Mr Codling said, "Margins have been bolstered by the upwards re-pricing of loans over the past 18 months or so. However, this has largely run its course, and we think margins are now likely to compress again."

Mr Codling said, "The main reason for expecting a decline in margins is the ongoing increase in the cost of funding. This partly reflects the banks' "terming out", replacing short-term funding with longer-term debt. We also suspect that wholesale funding costs will rise due to future competition in international markets, as governments and central banks look to de-leverage and due to the new regulatory rules requiring banks to hold more capital and high-quality assets".

Future of bank funding

The Analysis suggests that one of the enduring impacts of the GFC has been the much greater attention placed on the funding of bank balance sheets as the risks inherent in relying on offshore wholesale funding relative to customer deposits were exposed.

Mr Codling said, "Certainly the heightened competition for deposits reflects the banks' recognition of how valuable a strong deposit base is."

"Wholesale funding will always have a part to play, and our Australian majors are in the enviable situation of being four of the only eight AA rated banks globally and so able are to tap the international markets. But looking ahead a year or so, there are some significant supply-demand uncertainties. And as we speak, financial markets are grappling with the depth of the problems in the 'PIGS' economies and what they might mean for the debt markets".

"So given this, and the banks' natural reluctance to overly rely on offshore wholesale funding, the prospect of slower deposit growth beyond 2011 may ultimately constrain bank lending."

Asset quality improves

The majors' results were also substantially buoyed by a 33 per cent reduction in total bad debt expenses, which fell by $2.2 billion over the prior corresponding period to $4.6 billion.

Mr Codling said, "As predicted last year, Australia's major banks have now passed a 16-year peak in bad debt expenses. As long as the economy continues to improve we expect bad debt expenses will continue to reduce, and banks will start to look at releasing management/economic overlay provisions."

"However, the Analysis suggests there are potential clouds on the horizon, including the extent to which interest rates rise further and the performance of the global economy."

Focus ahead

Mr Codling said, "We expect the banks to continue performing strongly for at least the next 18 months.
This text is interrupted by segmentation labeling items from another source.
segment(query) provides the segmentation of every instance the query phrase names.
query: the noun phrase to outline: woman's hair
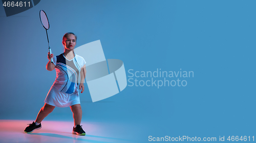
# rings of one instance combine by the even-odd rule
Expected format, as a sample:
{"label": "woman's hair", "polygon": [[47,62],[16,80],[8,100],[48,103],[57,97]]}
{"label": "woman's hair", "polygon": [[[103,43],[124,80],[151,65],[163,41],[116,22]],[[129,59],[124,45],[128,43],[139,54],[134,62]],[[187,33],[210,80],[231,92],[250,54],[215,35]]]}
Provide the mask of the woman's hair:
{"label": "woman's hair", "polygon": [[76,36],[76,35],[74,34],[74,33],[73,32],[68,32],[68,33],[66,33],[64,36],[63,36],[63,38],[62,38],[62,42],[64,42],[64,41],[65,40],[65,39],[67,38],[67,36],[68,36],[68,34],[73,34],[74,35],[74,36],[75,36],[75,37],[76,37],[76,39],[77,38],[77,37]]}

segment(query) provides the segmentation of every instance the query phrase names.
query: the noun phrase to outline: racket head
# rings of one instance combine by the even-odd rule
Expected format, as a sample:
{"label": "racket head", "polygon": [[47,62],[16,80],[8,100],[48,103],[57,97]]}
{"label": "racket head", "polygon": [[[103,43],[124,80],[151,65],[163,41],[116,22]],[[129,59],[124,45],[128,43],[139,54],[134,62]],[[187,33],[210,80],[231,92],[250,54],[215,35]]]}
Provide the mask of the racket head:
{"label": "racket head", "polygon": [[50,24],[46,12],[44,10],[40,10],[39,12],[39,16],[40,17],[40,20],[41,21],[42,25],[46,30],[49,30]]}

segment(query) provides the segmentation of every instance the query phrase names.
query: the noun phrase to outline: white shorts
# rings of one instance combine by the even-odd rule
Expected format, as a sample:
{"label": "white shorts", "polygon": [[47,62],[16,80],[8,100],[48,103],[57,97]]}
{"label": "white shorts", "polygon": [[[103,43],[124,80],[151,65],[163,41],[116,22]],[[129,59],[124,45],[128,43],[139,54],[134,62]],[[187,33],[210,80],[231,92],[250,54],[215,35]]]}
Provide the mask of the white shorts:
{"label": "white shorts", "polygon": [[45,103],[58,107],[66,107],[80,104],[78,91],[68,94],[60,92],[52,86],[45,100]]}

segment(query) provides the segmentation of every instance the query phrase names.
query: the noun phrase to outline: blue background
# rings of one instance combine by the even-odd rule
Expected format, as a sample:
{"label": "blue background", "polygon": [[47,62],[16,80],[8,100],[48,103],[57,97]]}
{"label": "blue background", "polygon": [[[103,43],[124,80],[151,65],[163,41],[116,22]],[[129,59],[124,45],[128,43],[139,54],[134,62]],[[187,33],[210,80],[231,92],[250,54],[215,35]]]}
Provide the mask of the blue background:
{"label": "blue background", "polygon": [[[39,18],[43,9],[55,55],[63,51],[64,34],[72,32],[76,47],[100,40],[106,59],[123,62],[127,79],[129,69],[194,72],[182,78],[186,87],[127,86],[94,103],[86,84],[80,94],[83,121],[121,123],[124,130],[133,125],[130,130],[136,135],[123,138],[140,142],[150,135],[217,140],[256,136],[255,5],[249,0],[42,0],[8,17],[1,6],[0,119],[34,121],[54,81],[55,72],[46,69],[48,43]],[[46,120],[73,119],[69,108],[56,108]]]}

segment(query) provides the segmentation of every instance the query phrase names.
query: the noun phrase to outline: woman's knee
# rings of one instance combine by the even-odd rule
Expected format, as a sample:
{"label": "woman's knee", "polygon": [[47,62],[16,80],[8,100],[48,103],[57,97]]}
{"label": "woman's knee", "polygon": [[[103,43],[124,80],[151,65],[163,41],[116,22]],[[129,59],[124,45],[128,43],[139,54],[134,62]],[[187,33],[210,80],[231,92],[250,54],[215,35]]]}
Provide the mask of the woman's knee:
{"label": "woman's knee", "polygon": [[45,113],[49,113],[53,110],[55,107],[55,106],[46,103],[45,106],[42,107],[42,111]]}
{"label": "woman's knee", "polygon": [[75,104],[70,106],[71,108],[71,111],[73,113],[79,113],[82,112],[82,108],[80,104]]}

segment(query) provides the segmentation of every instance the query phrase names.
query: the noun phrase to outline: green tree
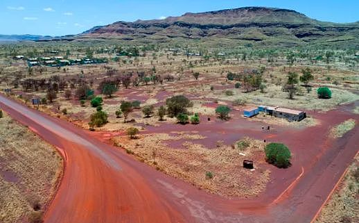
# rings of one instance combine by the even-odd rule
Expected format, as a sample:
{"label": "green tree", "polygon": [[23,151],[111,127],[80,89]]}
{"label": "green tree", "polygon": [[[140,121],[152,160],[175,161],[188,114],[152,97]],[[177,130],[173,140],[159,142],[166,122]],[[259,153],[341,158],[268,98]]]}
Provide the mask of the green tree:
{"label": "green tree", "polygon": [[286,168],[290,165],[290,151],[281,143],[272,142],[265,148],[265,159],[269,163],[280,168]]}
{"label": "green tree", "polygon": [[186,113],[180,113],[177,115],[177,119],[178,122],[185,124],[189,122],[189,115]]}
{"label": "green tree", "polygon": [[128,115],[133,110],[132,104],[130,101],[122,101],[120,108],[121,110],[123,113],[124,122],[126,122]]}
{"label": "green tree", "polygon": [[300,81],[303,82],[306,86],[308,86],[308,83],[309,81],[313,81],[314,79],[314,76],[312,74],[312,71],[309,68],[306,68],[301,69],[301,76],[299,79]]}
{"label": "green tree", "polygon": [[321,87],[317,90],[317,93],[319,99],[330,99],[331,98],[331,91],[326,87]]}
{"label": "green tree", "polygon": [[191,123],[195,124],[200,123],[200,115],[198,113],[195,113],[195,115],[191,117]]}
{"label": "green tree", "polygon": [[122,111],[121,110],[121,109],[117,110],[116,111],[115,111],[114,113],[116,115],[116,118],[119,118],[122,115]]}
{"label": "green tree", "polygon": [[96,111],[96,113],[91,115],[91,122],[89,123],[89,125],[90,126],[96,126],[97,127],[100,127],[105,124],[107,123],[107,113],[103,110]]}
{"label": "green tree", "polygon": [[164,106],[160,106],[157,111],[157,115],[159,117],[159,121],[163,121],[164,117],[166,115],[166,107]]}
{"label": "green tree", "polygon": [[134,127],[130,127],[126,130],[127,135],[130,136],[130,138],[136,138],[136,135],[139,133],[139,129]]}
{"label": "green tree", "polygon": [[103,94],[111,98],[112,94],[117,91],[117,87],[113,83],[107,83],[103,86]]}
{"label": "green tree", "polygon": [[153,115],[153,106],[146,106],[142,108],[142,113],[148,117]]}
{"label": "green tree", "polygon": [[94,108],[96,108],[101,105],[103,103],[103,99],[100,97],[96,97],[91,100],[91,106]]}
{"label": "green tree", "polygon": [[198,80],[198,77],[200,77],[200,73],[199,72],[194,72],[193,75],[193,76],[195,77],[195,79],[196,80]]}
{"label": "green tree", "polygon": [[287,89],[290,99],[293,99],[294,94],[297,90],[295,85],[298,83],[298,74],[295,72],[288,73]]}
{"label": "green tree", "polygon": [[184,95],[173,96],[166,100],[167,114],[173,117],[180,113],[186,113],[187,108],[192,106],[192,103]]}
{"label": "green tree", "polygon": [[221,119],[227,119],[230,112],[231,108],[226,106],[219,106],[216,108],[216,113]]}

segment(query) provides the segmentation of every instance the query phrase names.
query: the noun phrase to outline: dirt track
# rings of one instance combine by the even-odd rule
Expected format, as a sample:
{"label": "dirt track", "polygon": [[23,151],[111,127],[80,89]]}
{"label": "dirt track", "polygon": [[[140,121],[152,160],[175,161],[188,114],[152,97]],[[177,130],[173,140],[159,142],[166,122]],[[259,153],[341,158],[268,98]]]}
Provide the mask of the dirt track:
{"label": "dirt track", "polygon": [[290,171],[277,170],[259,197],[225,199],[166,176],[64,121],[1,95],[0,106],[64,154],[64,178],[46,222],[310,222],[359,149],[358,126],[336,141],[325,135],[331,125],[358,115],[345,107],[317,115],[325,124],[301,135],[272,135],[294,149]]}

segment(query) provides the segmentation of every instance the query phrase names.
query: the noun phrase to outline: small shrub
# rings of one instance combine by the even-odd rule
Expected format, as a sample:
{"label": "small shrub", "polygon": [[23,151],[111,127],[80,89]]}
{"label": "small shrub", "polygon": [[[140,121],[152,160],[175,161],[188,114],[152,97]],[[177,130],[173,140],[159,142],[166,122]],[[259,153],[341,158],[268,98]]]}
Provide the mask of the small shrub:
{"label": "small shrub", "polygon": [[290,151],[281,143],[272,142],[265,148],[267,162],[279,168],[286,168],[290,165]]}
{"label": "small shrub", "polygon": [[96,97],[92,100],[91,100],[91,106],[94,108],[97,108],[98,106],[100,106],[102,103],[103,99],[100,97]]}
{"label": "small shrub", "polygon": [[117,110],[116,111],[115,111],[115,115],[116,115],[116,118],[119,118],[121,117],[121,116],[122,115],[122,112],[121,111],[120,109]]}
{"label": "small shrub", "polygon": [[139,109],[141,108],[141,101],[132,101],[132,107],[133,108]]}
{"label": "small shrub", "polygon": [[146,106],[142,108],[142,113],[148,117],[153,115],[153,106]]}
{"label": "small shrub", "polygon": [[210,179],[212,178],[213,178],[213,174],[212,174],[212,172],[209,171],[206,172],[206,179]]}
{"label": "small shrub", "polygon": [[64,109],[62,109],[61,110],[61,112],[62,113],[62,114],[64,115],[67,115],[67,108],[64,108]]}
{"label": "small shrub", "polygon": [[319,88],[317,90],[318,97],[319,99],[330,99],[331,98],[331,91],[326,87]]}
{"label": "small shrub", "polygon": [[216,113],[221,119],[227,119],[229,112],[231,112],[231,108],[226,106],[219,106],[216,108]]}
{"label": "small shrub", "polygon": [[159,107],[157,111],[157,115],[159,117],[159,121],[162,121],[164,119],[164,115],[166,115],[166,108],[164,106]]}
{"label": "small shrub", "polygon": [[195,115],[191,117],[191,123],[194,124],[200,123],[200,116],[198,113],[195,113]]}
{"label": "small shrub", "polygon": [[233,92],[233,91],[230,90],[227,90],[225,92],[225,94],[227,95],[227,96],[232,96],[234,94],[234,93]]}
{"label": "small shrub", "polygon": [[187,114],[180,113],[176,117],[180,124],[185,124],[189,122],[189,115]]}
{"label": "small shrub", "polygon": [[107,113],[103,110],[97,111],[96,113],[91,115],[91,122],[89,124],[100,127],[105,124],[107,123]]}
{"label": "small shrub", "polygon": [[134,127],[128,128],[126,130],[127,135],[130,136],[130,138],[136,138],[136,135],[139,133],[139,129]]}

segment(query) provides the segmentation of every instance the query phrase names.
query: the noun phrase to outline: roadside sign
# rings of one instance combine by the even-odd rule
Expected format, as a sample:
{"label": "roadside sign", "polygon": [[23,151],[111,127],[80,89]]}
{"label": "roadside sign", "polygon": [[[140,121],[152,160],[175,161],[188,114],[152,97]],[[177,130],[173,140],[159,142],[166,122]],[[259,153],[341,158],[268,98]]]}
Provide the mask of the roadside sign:
{"label": "roadside sign", "polygon": [[31,101],[33,102],[33,105],[39,105],[40,104],[40,99],[32,99]]}

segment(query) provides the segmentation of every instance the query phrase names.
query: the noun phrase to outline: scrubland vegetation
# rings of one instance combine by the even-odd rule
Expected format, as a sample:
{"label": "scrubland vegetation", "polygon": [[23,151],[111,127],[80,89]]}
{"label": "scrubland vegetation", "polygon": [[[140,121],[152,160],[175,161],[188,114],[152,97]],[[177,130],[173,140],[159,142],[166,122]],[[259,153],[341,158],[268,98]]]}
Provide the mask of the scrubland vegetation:
{"label": "scrubland vegetation", "polygon": [[0,118],[0,222],[42,222],[62,174],[62,158],[8,115]]}

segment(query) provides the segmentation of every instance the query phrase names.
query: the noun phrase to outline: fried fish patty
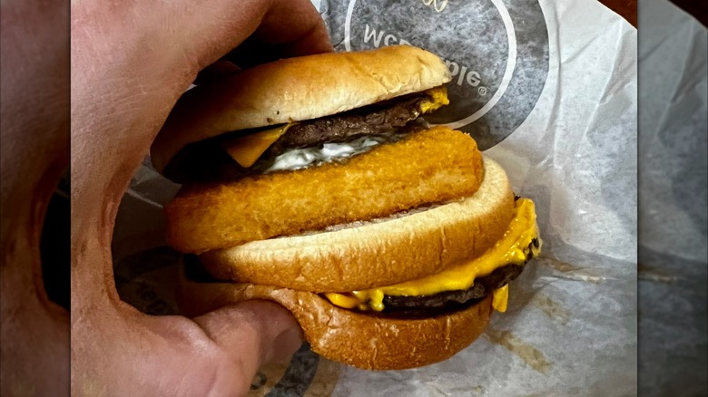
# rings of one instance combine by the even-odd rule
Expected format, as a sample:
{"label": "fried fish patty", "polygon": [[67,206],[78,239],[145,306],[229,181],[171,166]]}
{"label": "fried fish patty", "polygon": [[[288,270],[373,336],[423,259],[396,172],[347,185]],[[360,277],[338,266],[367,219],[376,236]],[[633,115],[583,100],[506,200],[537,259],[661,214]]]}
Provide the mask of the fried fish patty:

The possibility of softening growth thereafter and reduced margins will mean they'll need to focus on their costs base."

The PwC Banking Gauge - a consensus view across leading bank analysts - predicts that the four majors will finish FY10 with underlying cash earnings growth of 29 per cent over FY09, to be followed by a further 18 per cent increase in FY11.
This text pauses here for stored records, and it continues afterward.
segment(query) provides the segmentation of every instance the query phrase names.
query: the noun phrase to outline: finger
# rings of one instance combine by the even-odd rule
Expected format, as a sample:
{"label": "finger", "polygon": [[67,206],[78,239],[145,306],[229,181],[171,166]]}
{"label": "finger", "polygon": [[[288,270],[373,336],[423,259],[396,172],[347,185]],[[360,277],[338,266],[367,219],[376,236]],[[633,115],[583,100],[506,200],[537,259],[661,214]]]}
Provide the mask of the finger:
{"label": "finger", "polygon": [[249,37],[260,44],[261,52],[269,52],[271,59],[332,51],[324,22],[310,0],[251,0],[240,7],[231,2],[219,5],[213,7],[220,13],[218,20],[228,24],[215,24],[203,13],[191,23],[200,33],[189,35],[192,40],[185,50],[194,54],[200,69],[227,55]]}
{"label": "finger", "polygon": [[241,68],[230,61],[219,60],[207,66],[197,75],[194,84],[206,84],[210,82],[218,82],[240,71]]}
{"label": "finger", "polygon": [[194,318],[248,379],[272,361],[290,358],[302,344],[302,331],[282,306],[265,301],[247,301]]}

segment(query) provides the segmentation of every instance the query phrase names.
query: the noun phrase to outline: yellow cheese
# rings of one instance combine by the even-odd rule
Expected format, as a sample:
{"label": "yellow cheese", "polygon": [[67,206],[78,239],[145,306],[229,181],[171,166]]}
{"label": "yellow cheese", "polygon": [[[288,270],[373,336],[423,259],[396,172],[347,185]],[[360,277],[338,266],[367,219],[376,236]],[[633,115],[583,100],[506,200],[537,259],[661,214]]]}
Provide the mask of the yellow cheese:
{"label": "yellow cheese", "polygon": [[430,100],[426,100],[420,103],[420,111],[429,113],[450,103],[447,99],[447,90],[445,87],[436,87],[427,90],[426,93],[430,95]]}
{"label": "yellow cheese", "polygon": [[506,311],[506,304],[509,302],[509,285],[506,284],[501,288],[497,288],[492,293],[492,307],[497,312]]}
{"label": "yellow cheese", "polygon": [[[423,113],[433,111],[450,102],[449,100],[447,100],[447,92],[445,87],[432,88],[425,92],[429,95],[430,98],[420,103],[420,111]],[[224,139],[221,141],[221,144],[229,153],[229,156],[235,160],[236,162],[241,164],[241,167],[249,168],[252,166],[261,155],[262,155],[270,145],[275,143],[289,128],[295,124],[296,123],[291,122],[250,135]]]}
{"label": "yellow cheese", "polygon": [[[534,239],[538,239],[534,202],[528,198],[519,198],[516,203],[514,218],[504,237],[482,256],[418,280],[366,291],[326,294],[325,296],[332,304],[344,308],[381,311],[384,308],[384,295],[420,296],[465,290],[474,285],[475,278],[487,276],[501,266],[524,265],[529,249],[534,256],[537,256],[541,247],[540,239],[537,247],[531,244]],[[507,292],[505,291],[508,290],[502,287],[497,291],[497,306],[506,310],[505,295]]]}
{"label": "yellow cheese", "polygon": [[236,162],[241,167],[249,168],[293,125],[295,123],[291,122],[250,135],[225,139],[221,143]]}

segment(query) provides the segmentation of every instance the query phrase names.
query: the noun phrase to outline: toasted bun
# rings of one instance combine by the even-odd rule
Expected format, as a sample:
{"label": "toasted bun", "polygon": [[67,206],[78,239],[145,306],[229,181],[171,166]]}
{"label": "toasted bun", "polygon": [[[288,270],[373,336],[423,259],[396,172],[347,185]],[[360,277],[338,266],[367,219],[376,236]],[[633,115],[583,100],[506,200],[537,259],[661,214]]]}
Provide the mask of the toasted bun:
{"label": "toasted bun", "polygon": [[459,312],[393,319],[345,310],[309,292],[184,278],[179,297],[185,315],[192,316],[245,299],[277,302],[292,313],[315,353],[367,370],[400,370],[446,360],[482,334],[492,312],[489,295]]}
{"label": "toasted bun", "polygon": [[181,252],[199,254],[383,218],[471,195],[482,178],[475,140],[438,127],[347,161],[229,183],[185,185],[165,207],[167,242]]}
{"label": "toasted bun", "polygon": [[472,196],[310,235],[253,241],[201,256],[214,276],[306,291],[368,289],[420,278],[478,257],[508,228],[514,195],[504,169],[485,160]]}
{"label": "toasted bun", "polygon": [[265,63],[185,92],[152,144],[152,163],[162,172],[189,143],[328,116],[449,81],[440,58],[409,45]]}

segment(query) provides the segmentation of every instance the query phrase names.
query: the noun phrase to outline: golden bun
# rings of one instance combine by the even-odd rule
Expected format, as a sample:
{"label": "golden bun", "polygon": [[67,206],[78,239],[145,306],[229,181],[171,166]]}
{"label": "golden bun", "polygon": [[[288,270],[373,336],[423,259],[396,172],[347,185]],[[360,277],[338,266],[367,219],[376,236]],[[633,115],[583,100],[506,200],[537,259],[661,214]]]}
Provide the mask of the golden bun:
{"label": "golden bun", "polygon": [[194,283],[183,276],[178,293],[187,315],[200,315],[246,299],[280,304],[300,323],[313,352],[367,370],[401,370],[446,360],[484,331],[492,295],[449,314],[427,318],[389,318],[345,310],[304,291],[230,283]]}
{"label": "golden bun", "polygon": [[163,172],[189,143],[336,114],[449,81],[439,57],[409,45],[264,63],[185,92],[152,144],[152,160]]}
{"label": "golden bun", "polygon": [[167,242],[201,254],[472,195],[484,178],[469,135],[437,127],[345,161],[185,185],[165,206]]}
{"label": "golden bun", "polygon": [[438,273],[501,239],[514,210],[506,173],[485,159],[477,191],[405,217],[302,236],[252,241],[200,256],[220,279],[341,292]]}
Mr Codling said, "It's also interesting to note that the GFC has reshaped the individual positions and strategies of the majors, creating a level of differentiation not seen in many years."

"Improving customer service and reducing costs will continue to be universal pursuits. But we are seeing the banks differentiate across areas such as: core banking versus wealth management; technology to differentiate or systems replacement; where to position the brand and reputation; and whether growth lies in Asia, Europe or at home."

"How the banks use these levers to define their businesses will be critical to future success."